The goal of the Fermilab HEPCloud Project is to extend the current Fermilab computing facility to transparently provide access to disparate resources including commercial and community clouds, grid federations and HPC centers.

The Fermilab Scientific Computing Division supports several types of dedicated and shared resources for data- and compute-intensive scientific work. These resources have historically been limited to either those provisioned by and hosted at Fermilab or to remote resources made available through the Open Science Grid. The resources may be dedicated or shared and, in some cases, are offered only at low priority so use may be pre-empted by higher priority demands. In order to reliably meet peak demands, Fermilab was required to  provision with the forecasted peak demand in mind rather than the median or mean demand. This may not be cost effective, since some resources may be underused during non-peak periods even with the resource sharing enabled by grids. In addition, this can lower scientific productivity if the forecasted demand is too low, since there is a long lead time to significantly increase local or remote resources.


An illustration of provisioning for average vs. provisioning for peak.


The HEPCloud facility will enable experiments to perform the full spectrum of computing tasks, including data-intensive simulation and reconstruction, regardless of where the resources are located. This will also allow Fermilab to provision computing resources in a more efficient and cost-effective way, incorporating elasticity that will allow the facility to respond to demand peaks without over-provisioning local resources by using a more cost-effective mix of local and remote resources transparent to the scientific collaborations.


Project Phases

The HEPCloud project is currently in its fourth phase.

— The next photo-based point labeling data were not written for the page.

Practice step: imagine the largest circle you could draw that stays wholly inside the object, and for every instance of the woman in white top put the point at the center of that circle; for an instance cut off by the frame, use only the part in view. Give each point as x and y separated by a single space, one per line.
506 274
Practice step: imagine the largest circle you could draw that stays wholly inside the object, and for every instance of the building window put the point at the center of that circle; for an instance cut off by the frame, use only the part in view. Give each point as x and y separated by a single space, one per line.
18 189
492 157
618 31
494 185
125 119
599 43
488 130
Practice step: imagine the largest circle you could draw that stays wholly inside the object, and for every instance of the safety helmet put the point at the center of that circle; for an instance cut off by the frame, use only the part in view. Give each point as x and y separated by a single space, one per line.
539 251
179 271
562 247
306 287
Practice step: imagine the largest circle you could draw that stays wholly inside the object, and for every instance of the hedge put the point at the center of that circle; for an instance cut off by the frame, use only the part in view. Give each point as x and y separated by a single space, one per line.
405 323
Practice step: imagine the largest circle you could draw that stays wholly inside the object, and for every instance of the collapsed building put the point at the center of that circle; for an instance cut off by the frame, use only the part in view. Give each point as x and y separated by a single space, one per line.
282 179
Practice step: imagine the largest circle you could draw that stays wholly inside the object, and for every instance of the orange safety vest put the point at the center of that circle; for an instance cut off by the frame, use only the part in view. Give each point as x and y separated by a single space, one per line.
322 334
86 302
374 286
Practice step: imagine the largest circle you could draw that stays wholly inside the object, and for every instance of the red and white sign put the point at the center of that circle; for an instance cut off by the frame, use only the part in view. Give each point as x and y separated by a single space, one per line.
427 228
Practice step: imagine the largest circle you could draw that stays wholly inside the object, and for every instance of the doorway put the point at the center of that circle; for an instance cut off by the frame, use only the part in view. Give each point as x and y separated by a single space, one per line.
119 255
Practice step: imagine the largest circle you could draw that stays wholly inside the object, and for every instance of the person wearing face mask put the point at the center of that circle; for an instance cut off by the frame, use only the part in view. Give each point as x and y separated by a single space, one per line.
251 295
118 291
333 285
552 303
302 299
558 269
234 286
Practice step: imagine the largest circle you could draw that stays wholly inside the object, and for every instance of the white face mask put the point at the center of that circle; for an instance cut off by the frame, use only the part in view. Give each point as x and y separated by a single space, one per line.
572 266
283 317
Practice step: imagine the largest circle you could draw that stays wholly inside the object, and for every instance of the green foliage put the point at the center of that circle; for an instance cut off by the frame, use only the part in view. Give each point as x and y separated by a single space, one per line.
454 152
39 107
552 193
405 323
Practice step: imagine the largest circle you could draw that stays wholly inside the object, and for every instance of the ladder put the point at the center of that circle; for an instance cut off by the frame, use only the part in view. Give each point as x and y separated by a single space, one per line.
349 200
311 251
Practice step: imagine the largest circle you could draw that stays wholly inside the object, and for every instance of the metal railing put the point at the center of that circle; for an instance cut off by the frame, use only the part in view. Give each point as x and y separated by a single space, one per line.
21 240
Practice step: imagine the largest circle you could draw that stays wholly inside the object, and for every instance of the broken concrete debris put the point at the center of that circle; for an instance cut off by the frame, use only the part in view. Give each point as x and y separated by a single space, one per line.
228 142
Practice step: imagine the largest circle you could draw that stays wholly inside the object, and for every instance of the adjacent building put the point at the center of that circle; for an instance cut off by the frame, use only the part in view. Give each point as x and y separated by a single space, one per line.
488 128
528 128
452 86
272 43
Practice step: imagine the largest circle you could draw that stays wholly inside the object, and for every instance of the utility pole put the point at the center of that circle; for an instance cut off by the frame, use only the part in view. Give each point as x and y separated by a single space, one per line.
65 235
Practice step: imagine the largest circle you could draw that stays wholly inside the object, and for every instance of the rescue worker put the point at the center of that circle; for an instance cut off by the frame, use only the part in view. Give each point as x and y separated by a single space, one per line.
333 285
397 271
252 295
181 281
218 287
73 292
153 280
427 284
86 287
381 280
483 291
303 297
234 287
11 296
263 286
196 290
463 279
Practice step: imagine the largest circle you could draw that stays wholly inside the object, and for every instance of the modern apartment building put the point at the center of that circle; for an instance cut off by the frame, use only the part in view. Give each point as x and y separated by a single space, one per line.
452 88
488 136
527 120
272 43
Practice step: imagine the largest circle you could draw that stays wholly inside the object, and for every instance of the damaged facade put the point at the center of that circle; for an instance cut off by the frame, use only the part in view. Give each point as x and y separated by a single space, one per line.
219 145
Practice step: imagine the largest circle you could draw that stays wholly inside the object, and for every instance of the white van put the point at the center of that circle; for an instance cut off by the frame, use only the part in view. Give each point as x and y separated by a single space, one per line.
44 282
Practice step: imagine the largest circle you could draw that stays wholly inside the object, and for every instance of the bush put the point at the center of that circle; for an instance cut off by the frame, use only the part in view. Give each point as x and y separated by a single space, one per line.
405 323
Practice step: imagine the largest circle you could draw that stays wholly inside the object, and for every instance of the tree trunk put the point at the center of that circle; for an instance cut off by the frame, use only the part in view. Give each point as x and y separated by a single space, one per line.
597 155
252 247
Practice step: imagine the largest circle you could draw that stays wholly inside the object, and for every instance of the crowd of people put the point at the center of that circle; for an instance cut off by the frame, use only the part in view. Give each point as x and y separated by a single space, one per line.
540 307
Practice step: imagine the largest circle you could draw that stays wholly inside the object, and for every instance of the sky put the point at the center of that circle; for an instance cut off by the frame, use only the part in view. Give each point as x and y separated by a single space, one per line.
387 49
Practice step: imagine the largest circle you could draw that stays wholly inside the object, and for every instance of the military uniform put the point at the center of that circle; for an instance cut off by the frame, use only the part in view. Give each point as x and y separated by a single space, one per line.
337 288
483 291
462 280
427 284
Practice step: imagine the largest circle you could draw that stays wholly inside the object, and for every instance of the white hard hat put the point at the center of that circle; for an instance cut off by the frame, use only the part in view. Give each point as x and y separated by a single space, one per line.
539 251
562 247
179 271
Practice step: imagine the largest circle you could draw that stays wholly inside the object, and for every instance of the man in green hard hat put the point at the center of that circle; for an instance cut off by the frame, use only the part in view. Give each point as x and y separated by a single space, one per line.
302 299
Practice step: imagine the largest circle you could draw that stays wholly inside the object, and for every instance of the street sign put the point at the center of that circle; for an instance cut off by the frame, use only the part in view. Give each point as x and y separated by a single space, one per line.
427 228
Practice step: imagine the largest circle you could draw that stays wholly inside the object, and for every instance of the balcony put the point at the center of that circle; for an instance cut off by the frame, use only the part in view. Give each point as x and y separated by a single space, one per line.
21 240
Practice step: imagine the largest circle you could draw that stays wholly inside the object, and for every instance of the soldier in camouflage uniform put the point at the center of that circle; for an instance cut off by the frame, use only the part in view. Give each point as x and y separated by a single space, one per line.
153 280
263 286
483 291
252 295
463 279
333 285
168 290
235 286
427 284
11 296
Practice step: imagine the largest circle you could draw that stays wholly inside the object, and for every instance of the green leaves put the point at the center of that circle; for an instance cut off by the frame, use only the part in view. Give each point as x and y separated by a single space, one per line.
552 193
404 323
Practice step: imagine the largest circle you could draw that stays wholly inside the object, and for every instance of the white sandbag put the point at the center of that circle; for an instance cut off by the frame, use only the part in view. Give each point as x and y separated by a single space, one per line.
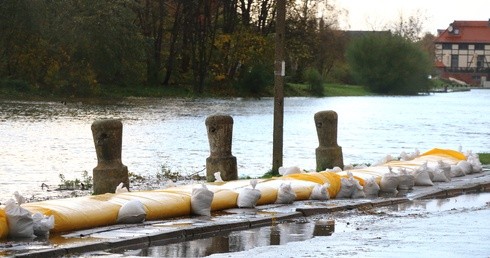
422 176
409 156
474 160
289 170
131 212
384 160
285 194
248 197
358 190
440 175
350 187
42 224
21 224
371 188
465 166
201 199
406 180
121 188
476 166
446 169
347 188
19 198
389 182
320 192
217 176
456 171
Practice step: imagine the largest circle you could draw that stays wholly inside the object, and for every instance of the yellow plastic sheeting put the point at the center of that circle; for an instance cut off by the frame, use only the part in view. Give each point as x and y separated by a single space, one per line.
445 153
334 180
4 227
78 213
158 204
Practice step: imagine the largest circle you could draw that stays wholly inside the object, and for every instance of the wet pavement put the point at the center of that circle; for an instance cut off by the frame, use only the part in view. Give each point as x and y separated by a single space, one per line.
290 228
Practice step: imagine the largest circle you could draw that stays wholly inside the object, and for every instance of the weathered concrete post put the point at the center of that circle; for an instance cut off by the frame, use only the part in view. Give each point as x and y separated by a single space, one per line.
328 153
110 171
220 130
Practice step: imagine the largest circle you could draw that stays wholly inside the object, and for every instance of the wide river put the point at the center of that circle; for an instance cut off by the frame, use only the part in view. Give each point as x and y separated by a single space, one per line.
41 140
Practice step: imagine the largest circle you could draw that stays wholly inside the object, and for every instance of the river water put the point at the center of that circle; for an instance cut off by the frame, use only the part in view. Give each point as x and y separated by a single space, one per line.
41 140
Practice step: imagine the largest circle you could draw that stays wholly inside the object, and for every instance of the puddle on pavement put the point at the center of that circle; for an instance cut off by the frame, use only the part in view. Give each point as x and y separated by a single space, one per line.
298 229
279 234
467 201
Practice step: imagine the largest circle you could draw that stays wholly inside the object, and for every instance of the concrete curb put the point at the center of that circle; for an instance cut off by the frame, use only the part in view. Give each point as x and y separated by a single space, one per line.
269 215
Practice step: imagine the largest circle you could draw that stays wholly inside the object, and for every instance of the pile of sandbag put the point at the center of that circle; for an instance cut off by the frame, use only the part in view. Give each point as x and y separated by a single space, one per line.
19 219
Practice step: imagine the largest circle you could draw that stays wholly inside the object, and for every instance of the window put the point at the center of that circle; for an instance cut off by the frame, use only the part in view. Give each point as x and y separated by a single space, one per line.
454 61
446 45
480 62
480 46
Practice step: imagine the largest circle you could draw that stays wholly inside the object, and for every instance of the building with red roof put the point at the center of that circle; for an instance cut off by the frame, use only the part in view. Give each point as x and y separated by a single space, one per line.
462 52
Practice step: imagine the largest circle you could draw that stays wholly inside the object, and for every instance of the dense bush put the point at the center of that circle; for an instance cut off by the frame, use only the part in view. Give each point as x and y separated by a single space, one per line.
388 64
255 80
314 80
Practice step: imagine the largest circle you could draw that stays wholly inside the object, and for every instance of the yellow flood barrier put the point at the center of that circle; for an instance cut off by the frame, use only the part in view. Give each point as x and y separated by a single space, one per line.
78 213
102 210
4 228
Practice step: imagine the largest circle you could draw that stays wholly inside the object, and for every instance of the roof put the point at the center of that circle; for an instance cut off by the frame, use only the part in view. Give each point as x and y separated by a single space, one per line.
465 32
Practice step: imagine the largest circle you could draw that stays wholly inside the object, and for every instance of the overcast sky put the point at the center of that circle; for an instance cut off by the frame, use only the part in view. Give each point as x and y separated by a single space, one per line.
374 14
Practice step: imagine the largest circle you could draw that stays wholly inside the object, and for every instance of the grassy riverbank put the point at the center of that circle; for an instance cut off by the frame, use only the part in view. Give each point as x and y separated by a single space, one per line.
20 91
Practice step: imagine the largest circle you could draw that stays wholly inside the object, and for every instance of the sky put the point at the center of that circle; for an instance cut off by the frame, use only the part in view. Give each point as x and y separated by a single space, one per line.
375 14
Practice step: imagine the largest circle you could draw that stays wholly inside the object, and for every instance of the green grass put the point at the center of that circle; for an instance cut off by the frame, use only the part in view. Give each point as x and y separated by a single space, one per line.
330 90
484 158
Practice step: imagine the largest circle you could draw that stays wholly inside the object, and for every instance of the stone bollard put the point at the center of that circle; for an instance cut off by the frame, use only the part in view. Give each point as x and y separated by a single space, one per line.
110 171
220 129
328 153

  • Phase One, CMS use case, was successfully completed in September 2016. The project team demonstrated the cost-effective use of commercial cloud services for experiment workflows and developed a foundation to realize the HEPCloud concept. [Read CMS experiment use case], [Read NOvA experiment use case].
  • Phase Two was successfully completed in December 2017. This phase built upon the success of Phase One by continuing to provision cloud resources while increasing the reach by focusing on high performance computing (HPC) facilities. During this phase, we worked with the National Energy Research Scientific Computing Center (NERSC) to accomplish this goal.
  • Phase Three focused on further development of the decision engine, extension of the facility to include an additional cloud provider/s and transition to operations.
  • Phase Four, our current phase, focuses on further development of the Decision Engine Framework as well as the Decision Channel design and modules. It will also work on Edge Services and other requirements to expand the Facility into HPC sites. Feedback from reviews and operations, support for transactional provisioning, and support for MPI will be added to ensure a stable and sustainable product for the facility.